Es ist daher verständlich, warum die kürzlich von der Rechtskommission des Ständerats angenommenen Vorschläge alarmierend sind und warum RSF Schweiz stark darauf reagiert hat. Die Kommission hatte eine Revision der Zivilprozessordnung zu beraten und nutzte die Gelegenheit, um vorsorgliche Massnahmen gegen Medien zu erleichtern. Solche Massnahmen sind ein besonders gefährliches Instrument. Denn sie ermöglichen es jedem, der sich durch eine mögliche Publikation eines Mediums geschädigt fühlt, die Veröffentlichung zu verbieten oder vorläufig zu unterbinden. Dies geschieht in einem Dringlichkeitsverfahren, in dem die Frage, ob die strittige Veröffentlichung gut oder nicht gut begründet ist, nur sehr kurz geprüft wird und Standpunkt des betroffenen Mediums nur wenig oder gar nicht angehört wird.

Wenn heute vorsorgliche Massnahmen gegen Medien ergriffen werden, sind sie an strenge Bedingungen geknüpft.
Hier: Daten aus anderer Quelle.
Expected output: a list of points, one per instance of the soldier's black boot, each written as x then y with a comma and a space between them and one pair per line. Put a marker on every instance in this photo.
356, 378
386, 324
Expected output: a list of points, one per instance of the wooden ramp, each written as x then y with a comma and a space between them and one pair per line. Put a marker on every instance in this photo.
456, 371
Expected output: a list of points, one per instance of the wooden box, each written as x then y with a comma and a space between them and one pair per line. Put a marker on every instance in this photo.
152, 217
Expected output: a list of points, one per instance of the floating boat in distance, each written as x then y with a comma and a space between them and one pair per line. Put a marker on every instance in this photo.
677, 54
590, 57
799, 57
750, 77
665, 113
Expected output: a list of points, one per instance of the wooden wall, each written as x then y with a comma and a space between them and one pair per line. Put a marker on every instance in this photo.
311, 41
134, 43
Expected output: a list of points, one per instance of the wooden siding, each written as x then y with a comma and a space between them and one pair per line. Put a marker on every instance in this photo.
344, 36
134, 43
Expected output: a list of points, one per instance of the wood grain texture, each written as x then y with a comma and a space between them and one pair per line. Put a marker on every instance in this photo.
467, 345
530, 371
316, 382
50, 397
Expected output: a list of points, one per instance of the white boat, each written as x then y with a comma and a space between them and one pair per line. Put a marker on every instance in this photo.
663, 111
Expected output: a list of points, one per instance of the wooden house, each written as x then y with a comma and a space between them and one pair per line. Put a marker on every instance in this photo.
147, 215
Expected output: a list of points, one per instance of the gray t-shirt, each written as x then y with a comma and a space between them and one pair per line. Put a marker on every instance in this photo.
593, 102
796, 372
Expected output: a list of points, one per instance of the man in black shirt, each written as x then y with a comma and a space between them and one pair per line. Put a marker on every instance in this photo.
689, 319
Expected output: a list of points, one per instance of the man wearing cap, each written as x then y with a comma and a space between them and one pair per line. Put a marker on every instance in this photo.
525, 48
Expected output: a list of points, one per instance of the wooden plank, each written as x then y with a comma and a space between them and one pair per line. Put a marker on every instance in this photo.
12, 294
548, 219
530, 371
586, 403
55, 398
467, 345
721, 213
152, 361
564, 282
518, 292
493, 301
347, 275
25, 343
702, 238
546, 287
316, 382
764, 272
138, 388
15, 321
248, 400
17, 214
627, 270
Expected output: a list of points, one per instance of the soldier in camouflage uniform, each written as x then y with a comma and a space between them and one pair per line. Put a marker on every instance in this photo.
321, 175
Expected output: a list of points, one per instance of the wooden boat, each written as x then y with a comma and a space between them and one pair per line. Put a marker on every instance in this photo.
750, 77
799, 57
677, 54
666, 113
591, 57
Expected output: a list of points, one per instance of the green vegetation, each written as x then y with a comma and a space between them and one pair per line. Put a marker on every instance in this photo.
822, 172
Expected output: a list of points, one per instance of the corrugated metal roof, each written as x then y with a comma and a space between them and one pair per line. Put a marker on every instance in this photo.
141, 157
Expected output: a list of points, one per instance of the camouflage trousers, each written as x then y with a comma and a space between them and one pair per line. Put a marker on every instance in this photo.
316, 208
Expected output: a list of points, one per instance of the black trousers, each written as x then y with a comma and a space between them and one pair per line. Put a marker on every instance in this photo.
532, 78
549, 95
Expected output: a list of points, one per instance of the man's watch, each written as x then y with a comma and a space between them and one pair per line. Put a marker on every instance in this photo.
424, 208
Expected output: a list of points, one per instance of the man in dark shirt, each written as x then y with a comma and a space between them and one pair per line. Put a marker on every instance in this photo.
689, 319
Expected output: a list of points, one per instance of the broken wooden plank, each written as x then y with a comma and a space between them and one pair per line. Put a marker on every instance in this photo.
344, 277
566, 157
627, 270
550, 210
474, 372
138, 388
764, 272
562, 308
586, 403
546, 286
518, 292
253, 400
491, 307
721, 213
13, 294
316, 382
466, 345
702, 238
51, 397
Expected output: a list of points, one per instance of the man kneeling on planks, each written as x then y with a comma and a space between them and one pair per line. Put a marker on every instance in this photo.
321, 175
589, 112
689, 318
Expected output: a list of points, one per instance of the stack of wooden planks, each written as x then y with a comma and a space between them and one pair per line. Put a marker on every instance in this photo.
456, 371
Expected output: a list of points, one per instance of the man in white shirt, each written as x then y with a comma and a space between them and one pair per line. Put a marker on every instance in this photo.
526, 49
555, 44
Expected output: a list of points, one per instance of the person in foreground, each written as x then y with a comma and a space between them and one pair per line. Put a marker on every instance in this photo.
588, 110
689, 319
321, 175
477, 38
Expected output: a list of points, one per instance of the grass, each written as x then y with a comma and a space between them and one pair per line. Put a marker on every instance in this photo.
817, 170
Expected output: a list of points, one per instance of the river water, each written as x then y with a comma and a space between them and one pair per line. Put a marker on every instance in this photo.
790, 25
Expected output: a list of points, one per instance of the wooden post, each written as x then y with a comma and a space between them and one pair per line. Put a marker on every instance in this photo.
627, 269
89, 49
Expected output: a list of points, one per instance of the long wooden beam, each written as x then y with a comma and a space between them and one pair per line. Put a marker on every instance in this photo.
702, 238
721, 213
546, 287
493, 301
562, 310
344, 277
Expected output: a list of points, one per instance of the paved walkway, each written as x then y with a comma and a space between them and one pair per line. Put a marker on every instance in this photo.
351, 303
Der Gesetzgeber war sich des heiklen Charakters dieser Massnahmen bewusst, die einer Form der Zensur nahekommen. Diese strenge Regelung will die Mehrheit der Ständeratskommission nun lockern. Das Plenum des Ständerats wird diesen Vorschlag in der Juni-Session diskutieren. Die Ständerätinnen und Ständeräte werden sich zwischen diesem Vorschlag und dem der Kommissionsminderheit, angeführt von den Carlo Sommaruga (SP) und Christian Levrat (SP), entscheiden müssen. RSF Schweiz hofft, dass sich die Pressefreiheit durchsetzen wird. Wir zählen auch darauf, dass Justizministerin Karin Keller-Sutter den Ständerat davon überzeugt, der Meinung seiner Rechtskommission nicht zu folgen.